Clinton refused to litigate the women’s allegations raised by Trump, which the Clintons have long denied. “When I hear something like that I am reminded of what my friend Michelle Obama advised us all: ‘When they go low, you go high,’ ” Clinton said, referring to the first lady.

Trump was energetic but at times confusing, stitching together scattered talking points and often evading the questions, presenting a stark contrast to Clinton’s steady if also sometimes halting and lawyerly presentation.

The evening’s caustic tone was set when Trump and Clinton refused to shake hands when they met at center stage. Trump was asked at the start of the debate whether he understood that he was effectively describing sexual assault in the newly released video. His voice flat, Trump framed the matter as a distraction from the problems facing the world.

“I’m very embarrassed by it,” Trump said. “I hate it. But it’s locker-room talk. It’s one of those things. I will knock the hell out of ISIS.”

Clinton responded: “What we all saw and heard on Friday was Donald talking about women, what he thinks about women, what he does to women. And he has said that the video doesn’t represent who he is, but I think it’s clear to anyone who heard it that it represents exactly who he is.”

The debate, co-moderated by Raddatz and Anderson Cooper of CNN, was a turbo-charged spectacle in an electric campaign. Trump touched down Sunday in St. Louis a defiant and angry nominee, more isolated from his party than any other in modern times.

Trump spent the weekend mostly hunkered down at Trump Tower in New York, stewing over mass defections from fellow Republicans and taking counsel from a shrinking circle of loyalists. His candidacy has plunged the GOP into civil war and elected officials fearing he could cost them their majorities in both chambers of Congress.

Trump’s candidacy was in a precarious state even before Friday’s release of the video showing his predatory remarks. After stumbling through the first debate and behaving erratically in the aftermath, Trump fell behind Clinton in most national and battleground state polls.

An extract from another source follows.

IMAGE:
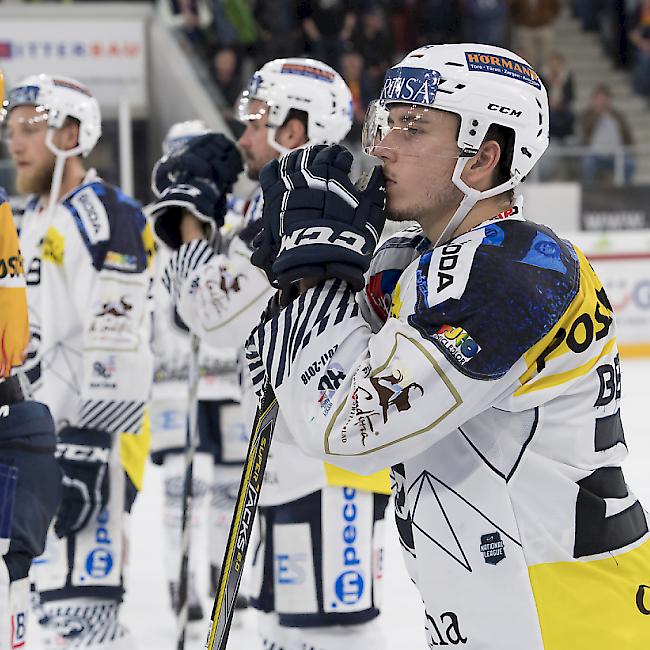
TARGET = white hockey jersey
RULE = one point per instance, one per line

Clinton was challenged by Trump over the leak of her campaign aides’ emails containing transcripts of her paid speeches to a variety of financial firms. They showed Clinton talking about taking different positions in private than she did in public.

Clinton defended herself in a halting and lawyerly fashion and brought up former president Abraham Lincoln, who was portrayed as a deal-maker who embraced political compromise in a Steven Spielberg film. She said that portrayal inspired her to make the comment in private.

Trump wanted none of it: “Now she’s blaming the late, great Abraham Lincoln,” he said, rolling his eyes. “Honest Abe never lied. That’s a big difference between Abraham Lincoln and you. That’s a big, big difference.”

One of the more visceral moments came when a Muslim woman asked a question about Islamophobia. That led to a discussion of perhaps the most controversial policy proposal advanced by Trump: An immediate and temporary ban on foreign Muslims entering the United States.

When told that Pence said the Muslim ban was no longer operable, Trump said the policy “is something that, in some form, has morphed into an extreme vetting from certain areas of the world.” But when Raddatz pressed him for specification, Trump would not say what it had morphed into beyond “extreme vetting.”

Clinton also used Trump’s affinity for Russian President Vladi­mir Putin to cast the Republican nominee almost as a pawn for an adversarial foreign power. Clinton said Russia was “working so hard” to influence the U.S. election.

“Maybe because he has praised Putin,” she said, demanding that Trump release his tax returns that would show whether he has any conflicts of interest with Russia or other foreign entities.

“So ridiculous,” Trump said. “I don’t know Putin. . . . I know nothing about Russia.”

Also Sunday, Trump seemed to concede that he had avoided paying any federal income taxes for some recent years by taking advantage of tax loopholes and the massive $916 million loss he reported in 1995.